Se trataba del Samovar de Rasputín. Por los días es otro
restaurante típico argentino con un show de tango, cortes de carne y el ambiente
turístico propio de Caminito. Pero en las noches es un universo aparte, un
retazo de Nueva Orleans extraviado en Buenos Aires. El lugar es pequeño, tiene
una puerta de madera en la entrada, una barra del lado derecho, una docena de mesas
en espacio de cinco metros cuadrados y en el fondo los músicos.

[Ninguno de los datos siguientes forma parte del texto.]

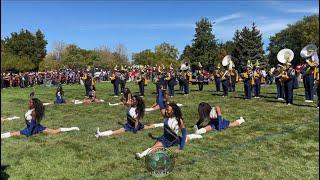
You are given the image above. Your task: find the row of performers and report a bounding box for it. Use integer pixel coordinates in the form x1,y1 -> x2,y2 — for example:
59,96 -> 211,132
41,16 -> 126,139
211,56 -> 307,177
111,64 -> 317,104
110,70 -> 192,97
1,87 -> 245,162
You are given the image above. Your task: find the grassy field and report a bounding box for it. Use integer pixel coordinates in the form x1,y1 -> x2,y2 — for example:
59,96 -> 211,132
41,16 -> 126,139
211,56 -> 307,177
1,83 -> 319,179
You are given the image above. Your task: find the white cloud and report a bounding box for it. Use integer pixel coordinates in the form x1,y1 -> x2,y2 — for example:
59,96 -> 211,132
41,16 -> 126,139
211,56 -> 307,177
79,13 -> 244,30
80,23 -> 195,30
282,7 -> 319,14
214,13 -> 244,24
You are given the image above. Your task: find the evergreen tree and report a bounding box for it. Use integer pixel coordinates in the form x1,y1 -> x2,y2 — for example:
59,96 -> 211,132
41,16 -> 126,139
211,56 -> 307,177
267,15 -> 319,66
190,18 -> 217,67
3,29 -> 47,70
179,45 -> 193,61
232,23 -> 265,71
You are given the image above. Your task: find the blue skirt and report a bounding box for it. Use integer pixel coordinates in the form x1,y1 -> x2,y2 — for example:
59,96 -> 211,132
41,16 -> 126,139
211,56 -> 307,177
158,135 -> 181,148
20,124 -> 46,136
209,118 -> 230,131
54,98 -> 65,104
123,122 -> 144,132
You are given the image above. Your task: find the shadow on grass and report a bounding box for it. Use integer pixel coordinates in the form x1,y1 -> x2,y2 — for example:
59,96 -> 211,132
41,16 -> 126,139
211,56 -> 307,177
1,165 -> 10,180
176,119 -> 319,169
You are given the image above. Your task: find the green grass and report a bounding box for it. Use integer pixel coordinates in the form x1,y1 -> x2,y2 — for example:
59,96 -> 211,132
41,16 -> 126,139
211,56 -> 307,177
1,83 -> 319,179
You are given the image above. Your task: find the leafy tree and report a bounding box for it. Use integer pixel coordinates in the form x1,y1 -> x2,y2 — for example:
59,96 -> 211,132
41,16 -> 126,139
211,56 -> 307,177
190,18 -> 217,67
1,53 -> 35,72
155,42 -> 178,60
179,45 -> 193,61
62,44 -> 86,69
267,15 -> 319,65
39,55 -> 62,71
132,49 -> 157,66
232,23 -> 266,70
4,29 -> 47,70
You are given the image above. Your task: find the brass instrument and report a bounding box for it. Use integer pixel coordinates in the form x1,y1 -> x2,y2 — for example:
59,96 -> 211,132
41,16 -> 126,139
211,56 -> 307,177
276,49 -> 294,82
300,44 -> 317,76
221,70 -> 230,80
185,71 -> 192,82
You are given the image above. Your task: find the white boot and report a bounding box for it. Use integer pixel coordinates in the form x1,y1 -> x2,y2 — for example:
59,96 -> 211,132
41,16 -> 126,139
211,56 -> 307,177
59,127 -> 80,132
236,117 -> 246,125
1,132 -> 11,139
153,123 -> 164,128
193,125 -> 199,134
187,134 -> 202,140
136,148 -> 151,159
109,102 -> 120,106
7,116 -> 20,121
145,108 -> 153,112
195,128 -> 207,134
96,128 -> 113,138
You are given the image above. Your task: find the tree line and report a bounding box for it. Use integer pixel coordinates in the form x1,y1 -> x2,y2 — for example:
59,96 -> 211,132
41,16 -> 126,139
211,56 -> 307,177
1,15 -> 319,72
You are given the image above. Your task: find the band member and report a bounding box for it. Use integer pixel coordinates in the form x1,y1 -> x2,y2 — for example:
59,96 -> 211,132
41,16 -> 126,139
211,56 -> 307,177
146,88 -> 183,112
315,66 -> 320,108
81,72 -> 92,97
229,64 -> 239,92
241,62 -> 253,99
213,64 -> 221,92
194,102 -> 245,134
54,85 -> 66,104
221,67 -> 230,97
272,64 -> 284,100
136,91 -> 202,159
95,96 -> 163,138
1,98 -> 79,139
110,68 -> 120,97
302,57 -> 316,102
253,61 -> 262,98
197,70 -> 204,91
109,88 -> 132,107
137,71 -> 146,97
165,70 -> 175,97
182,70 -> 192,96
281,63 -> 295,105
119,71 -> 127,94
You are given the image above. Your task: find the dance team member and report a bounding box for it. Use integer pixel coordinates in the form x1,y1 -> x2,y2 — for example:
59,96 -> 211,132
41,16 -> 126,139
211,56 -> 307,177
136,91 -> 202,159
1,98 -> 79,139
194,102 -> 245,134
95,96 -> 163,138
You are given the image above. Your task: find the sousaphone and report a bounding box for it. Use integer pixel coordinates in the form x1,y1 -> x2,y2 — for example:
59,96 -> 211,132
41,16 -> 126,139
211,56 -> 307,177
300,44 -> 317,58
222,55 -> 234,70
277,49 -> 294,64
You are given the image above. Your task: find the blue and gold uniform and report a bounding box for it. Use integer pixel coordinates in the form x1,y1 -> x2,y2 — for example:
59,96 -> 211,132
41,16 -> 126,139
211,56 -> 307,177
282,64 -> 295,105
241,67 -> 253,99
123,107 -> 144,133
20,109 -> 46,136
302,58 -> 316,101
253,68 -> 262,98
221,69 -> 230,96
213,65 -> 221,92
137,72 -> 146,96
229,67 -> 239,92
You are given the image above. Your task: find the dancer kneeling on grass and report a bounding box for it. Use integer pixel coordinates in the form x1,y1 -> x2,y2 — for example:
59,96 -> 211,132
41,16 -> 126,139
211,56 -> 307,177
1,98 -> 79,139
146,90 -> 183,112
54,85 -> 66,104
136,91 -> 202,159
95,96 -> 163,138
73,86 -> 104,104
109,88 -> 132,107
194,102 -> 245,134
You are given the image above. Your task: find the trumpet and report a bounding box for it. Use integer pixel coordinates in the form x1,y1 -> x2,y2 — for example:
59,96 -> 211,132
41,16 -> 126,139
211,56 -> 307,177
302,60 -> 316,77
221,70 -> 230,80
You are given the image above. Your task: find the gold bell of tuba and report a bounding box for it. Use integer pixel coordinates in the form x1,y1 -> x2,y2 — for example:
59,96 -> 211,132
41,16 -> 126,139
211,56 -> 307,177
277,49 -> 294,82
300,44 -> 319,76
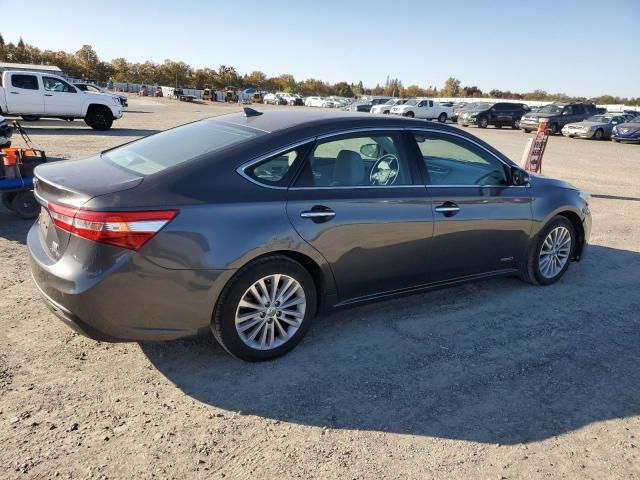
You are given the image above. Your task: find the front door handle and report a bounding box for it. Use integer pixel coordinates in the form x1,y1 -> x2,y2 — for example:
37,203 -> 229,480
435,202 -> 460,217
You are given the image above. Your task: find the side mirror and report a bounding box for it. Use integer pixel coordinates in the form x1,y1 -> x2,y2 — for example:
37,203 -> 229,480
360,143 -> 380,158
511,167 -> 529,187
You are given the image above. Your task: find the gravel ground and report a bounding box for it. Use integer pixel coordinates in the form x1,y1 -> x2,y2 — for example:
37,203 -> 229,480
0,98 -> 640,479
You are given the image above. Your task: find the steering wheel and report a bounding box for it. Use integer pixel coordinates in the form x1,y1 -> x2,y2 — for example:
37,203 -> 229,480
369,153 -> 400,185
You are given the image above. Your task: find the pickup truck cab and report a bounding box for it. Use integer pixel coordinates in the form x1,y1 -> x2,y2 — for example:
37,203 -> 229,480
0,70 -> 122,130
391,98 -> 453,123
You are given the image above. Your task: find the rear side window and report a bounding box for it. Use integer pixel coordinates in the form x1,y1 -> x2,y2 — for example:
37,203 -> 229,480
11,75 -> 40,90
103,120 -> 264,175
244,149 -> 302,186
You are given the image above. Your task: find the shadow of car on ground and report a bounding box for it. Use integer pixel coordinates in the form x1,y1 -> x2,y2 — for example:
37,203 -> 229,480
141,246 -> 640,444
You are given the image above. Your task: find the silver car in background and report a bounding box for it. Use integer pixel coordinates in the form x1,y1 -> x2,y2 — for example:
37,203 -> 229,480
562,114 -> 625,140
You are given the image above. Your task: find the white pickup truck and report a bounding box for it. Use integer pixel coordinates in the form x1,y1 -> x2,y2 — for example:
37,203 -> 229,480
391,98 -> 453,123
0,70 -> 122,130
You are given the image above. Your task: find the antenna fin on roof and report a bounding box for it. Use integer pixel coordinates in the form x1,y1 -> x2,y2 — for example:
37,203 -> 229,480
243,107 -> 264,117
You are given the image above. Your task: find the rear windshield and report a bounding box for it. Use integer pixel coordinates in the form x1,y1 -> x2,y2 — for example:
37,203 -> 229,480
103,120 -> 264,175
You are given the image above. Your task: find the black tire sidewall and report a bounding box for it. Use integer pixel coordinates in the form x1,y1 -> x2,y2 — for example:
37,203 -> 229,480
530,215 -> 576,285
212,256 -> 317,362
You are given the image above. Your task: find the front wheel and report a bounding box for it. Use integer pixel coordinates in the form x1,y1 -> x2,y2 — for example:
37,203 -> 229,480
521,215 -> 575,285
211,255 -> 317,362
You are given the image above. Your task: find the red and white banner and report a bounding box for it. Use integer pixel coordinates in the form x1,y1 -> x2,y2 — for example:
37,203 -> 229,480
523,122 -> 549,173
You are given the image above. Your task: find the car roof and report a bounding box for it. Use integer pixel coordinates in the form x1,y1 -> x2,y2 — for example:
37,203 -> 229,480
212,110 -> 450,135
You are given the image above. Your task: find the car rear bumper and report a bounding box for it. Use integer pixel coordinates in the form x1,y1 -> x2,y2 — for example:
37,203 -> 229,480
27,223 -> 234,342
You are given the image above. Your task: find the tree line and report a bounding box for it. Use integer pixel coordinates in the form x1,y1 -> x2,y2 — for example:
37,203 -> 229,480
0,34 -> 640,105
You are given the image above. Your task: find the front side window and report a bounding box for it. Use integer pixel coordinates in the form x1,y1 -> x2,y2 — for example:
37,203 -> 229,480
42,77 -> 76,93
296,134 -> 411,187
415,133 -> 508,186
11,75 -> 40,90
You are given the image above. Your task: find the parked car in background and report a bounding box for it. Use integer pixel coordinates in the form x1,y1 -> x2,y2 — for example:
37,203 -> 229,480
74,82 -> 129,107
391,98 -> 453,123
369,98 -> 407,115
278,93 -> 304,106
562,115 -> 625,140
451,102 -> 469,122
458,102 -> 530,129
611,115 -> 640,143
262,93 -> 287,105
520,103 -> 596,135
27,110 -> 591,361
0,70 -> 122,130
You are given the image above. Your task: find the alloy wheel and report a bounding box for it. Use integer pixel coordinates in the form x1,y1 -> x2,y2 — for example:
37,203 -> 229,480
538,226 -> 571,279
235,274 -> 307,350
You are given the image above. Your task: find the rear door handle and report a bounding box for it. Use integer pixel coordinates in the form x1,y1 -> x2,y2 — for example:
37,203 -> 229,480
300,210 -> 336,219
435,202 -> 460,217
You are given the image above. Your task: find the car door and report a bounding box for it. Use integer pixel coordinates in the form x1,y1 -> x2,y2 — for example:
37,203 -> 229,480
5,73 -> 44,115
42,76 -> 83,116
287,131 -> 433,302
413,130 -> 532,282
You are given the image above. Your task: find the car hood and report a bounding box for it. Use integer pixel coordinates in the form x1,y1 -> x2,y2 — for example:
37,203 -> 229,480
529,173 -> 578,190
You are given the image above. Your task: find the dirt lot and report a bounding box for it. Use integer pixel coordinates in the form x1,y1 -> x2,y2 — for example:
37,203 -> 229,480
0,99 -> 640,479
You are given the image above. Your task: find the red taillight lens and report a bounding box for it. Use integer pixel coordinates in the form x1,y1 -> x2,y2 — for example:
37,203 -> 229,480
48,203 -> 178,250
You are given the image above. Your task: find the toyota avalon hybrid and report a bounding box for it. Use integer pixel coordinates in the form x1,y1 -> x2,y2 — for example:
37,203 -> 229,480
28,109 -> 591,361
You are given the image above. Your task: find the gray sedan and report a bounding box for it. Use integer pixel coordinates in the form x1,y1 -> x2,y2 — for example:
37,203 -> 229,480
27,109 -> 591,361
562,115 -> 625,140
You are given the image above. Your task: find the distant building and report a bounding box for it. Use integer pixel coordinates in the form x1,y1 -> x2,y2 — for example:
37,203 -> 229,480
0,62 -> 63,75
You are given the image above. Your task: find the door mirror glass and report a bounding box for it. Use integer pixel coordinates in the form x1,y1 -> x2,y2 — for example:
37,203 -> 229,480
360,143 -> 380,158
511,167 -> 529,186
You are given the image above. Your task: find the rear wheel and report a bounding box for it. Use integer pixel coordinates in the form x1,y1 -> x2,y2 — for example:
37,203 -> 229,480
521,215 -> 576,285
84,105 -> 113,131
211,255 -> 317,362
11,190 -> 40,220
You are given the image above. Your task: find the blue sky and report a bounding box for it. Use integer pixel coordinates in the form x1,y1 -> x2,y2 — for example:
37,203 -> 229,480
0,0 -> 640,97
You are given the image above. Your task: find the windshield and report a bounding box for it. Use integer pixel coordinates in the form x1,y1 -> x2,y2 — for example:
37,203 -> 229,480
587,115 -> 613,123
103,120 -> 263,175
538,105 -> 564,113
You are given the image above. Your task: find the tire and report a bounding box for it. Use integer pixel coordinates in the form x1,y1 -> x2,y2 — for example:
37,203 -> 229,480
2,192 -> 16,210
84,105 -> 113,132
520,215 -> 576,285
11,190 -> 40,220
211,255 -> 317,362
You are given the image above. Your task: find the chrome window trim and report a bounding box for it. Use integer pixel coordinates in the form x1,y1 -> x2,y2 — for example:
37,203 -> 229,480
406,127 -> 531,188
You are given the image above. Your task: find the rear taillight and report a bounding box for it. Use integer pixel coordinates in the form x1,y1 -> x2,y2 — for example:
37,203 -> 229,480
47,203 -> 178,250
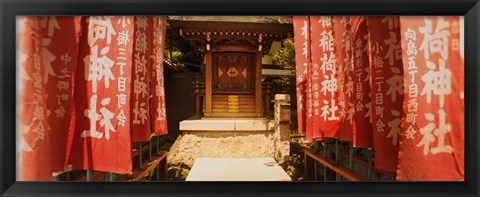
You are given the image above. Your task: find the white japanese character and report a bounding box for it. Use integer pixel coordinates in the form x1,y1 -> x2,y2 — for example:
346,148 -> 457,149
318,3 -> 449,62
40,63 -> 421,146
135,16 -> 148,30
88,16 -> 117,46
133,101 -> 147,124
387,110 -> 402,146
117,30 -> 130,46
117,109 -> 127,126
384,32 -> 402,66
386,67 -> 403,102
100,98 -> 115,140
318,16 -> 332,28
419,16 -> 450,60
80,94 -> 103,139
320,30 -> 333,52
420,59 -> 452,107
320,73 -> 337,97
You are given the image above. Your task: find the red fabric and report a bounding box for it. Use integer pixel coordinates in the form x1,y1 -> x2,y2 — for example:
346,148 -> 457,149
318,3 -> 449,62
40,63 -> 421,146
293,16 -> 312,140
333,16 -> 354,142
130,16 -> 154,142
150,16 -> 168,136
67,16 -> 134,174
350,16 -> 373,148
18,16 -> 79,181
397,16 -> 464,181
310,16 -> 340,140
368,16 -> 403,172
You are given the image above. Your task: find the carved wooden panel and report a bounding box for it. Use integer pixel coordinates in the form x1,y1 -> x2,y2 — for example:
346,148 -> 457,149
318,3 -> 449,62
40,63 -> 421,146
212,53 -> 255,93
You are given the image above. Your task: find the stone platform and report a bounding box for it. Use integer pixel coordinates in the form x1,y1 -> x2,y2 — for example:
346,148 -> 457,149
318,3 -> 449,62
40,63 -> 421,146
168,117 -> 275,167
179,116 -> 275,131
186,158 -> 291,181
168,95 -> 290,168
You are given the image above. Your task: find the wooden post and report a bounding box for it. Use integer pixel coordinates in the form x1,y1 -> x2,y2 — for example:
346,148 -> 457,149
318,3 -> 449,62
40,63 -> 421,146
205,47 -> 212,117
193,81 -> 200,116
255,44 -> 263,117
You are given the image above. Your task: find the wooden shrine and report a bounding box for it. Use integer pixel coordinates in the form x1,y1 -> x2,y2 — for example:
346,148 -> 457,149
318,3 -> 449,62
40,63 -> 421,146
168,20 -> 293,118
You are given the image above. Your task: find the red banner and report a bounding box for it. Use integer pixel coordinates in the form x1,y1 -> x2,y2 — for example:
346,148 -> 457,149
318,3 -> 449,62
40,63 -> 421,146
397,16 -> 464,181
310,16 -> 340,140
347,16 -> 373,148
18,16 -> 80,181
67,16 -> 134,174
368,16 -> 403,172
333,16 -> 354,142
293,16 -> 312,140
150,16 -> 168,136
130,16 -> 154,142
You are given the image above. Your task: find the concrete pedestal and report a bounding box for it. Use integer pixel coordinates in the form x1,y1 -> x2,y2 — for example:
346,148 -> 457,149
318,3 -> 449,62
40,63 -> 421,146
186,158 -> 291,181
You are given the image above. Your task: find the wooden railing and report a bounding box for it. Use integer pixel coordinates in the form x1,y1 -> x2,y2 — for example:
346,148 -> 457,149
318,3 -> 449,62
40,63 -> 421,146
304,147 -> 394,181
58,137 -> 168,181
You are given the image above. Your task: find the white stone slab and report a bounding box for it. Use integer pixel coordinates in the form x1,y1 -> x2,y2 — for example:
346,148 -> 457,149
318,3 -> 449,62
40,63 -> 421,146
179,119 -> 274,131
186,158 -> 291,181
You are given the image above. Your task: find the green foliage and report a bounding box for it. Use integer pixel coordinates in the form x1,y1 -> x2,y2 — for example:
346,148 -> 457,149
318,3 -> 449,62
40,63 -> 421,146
165,49 -> 188,71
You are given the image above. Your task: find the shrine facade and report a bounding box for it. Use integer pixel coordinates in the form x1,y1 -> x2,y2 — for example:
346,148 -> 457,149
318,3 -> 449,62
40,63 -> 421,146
169,20 -> 293,118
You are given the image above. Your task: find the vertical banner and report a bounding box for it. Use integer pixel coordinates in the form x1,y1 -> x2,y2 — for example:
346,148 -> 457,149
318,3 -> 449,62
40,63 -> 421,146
397,16 -> 464,181
310,16 -> 340,140
293,16 -> 312,140
130,16 -> 153,142
150,16 -> 168,136
67,16 -> 134,174
18,16 -> 80,181
347,16 -> 374,148
368,16 -> 403,172
332,16 -> 354,142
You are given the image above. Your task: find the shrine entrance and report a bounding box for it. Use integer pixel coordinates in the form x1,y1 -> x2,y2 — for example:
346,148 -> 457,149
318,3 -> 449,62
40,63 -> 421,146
169,18 -> 292,119
211,52 -> 256,117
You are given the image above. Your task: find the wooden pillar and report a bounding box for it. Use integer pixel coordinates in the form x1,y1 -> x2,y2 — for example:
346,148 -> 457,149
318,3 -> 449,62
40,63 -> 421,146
205,40 -> 212,118
255,49 -> 263,117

Nos sentamos, el cantante de blues hizo que abrieran una
botella de vino barato en nuestra mesa, no fuera que si la abrían en la barra
nos dieran uno aún peor, yo pagué. Me habló sobre el lugar, un templo del blues por el cual han pasado los
mejores de Argentina y algunos del mundo. Las paredes del sitio estaban
atiborradas con fotografía de famosos, entre ellas una de los Rolling Stones. Ambos
bebimos más de la cuenta
Apenas recuerdo algunos retazos del resto de la noche: un
hombre de treinta años, petizo (estatura baja), pelo negro, chamarra de cuero y
pantalón de mezclilla; bailaba y movía las caderas cual Elvis, mientras con la
mano se arreglaba el cabello. Una mujer rubia con un vestido negro ajustado, quizá
de cuero, quiero creer, bailaba de infarto; todos la veíamos, la devorábamos,
ella se dejaba hacer. La luz y el humo del lugar la hacían parecer más buena de
lo que quizá estaba. El morocho petizo se acercó y bailó con ella. Parecía
una puta escena de película.
El cantante de blues y el petizo entablaron conversación, hablaban
de otros tiempos, de otra música, de otras drogas. El calor era insufrible. Aún
ahora recuerdo y me acaloro: la música, la rubia bailando, el vino, la luz
mortecina. La versión más cercana al infierno que he conocido en carne propia,
era hermoso. Salimos al amanecer. El cantante de blues y el petizo salieron
abrazados, se sostenían mutuamente para no caer, el segundo aseguraba tener en
su departamento un delicioso desayuno, listo para reactivarlos. Guiñaba el ojo exageradamente, tosco, burdo. Ambos me ignoraron,
sólo entonces me recordé extranjero. Regresé caminando al hotel. Mientras ellos
se alejaban en dirección contraria miré de reojo, por última vez, al cantante
de blues; parecía menos melancólico, se balanceaba, la luz del amanecer
realzaba su semblante, sus ojos brillaban, tarareaba un blues, parecía más
vivo. Nunca lo volví a ver, quizá murío esa mañana.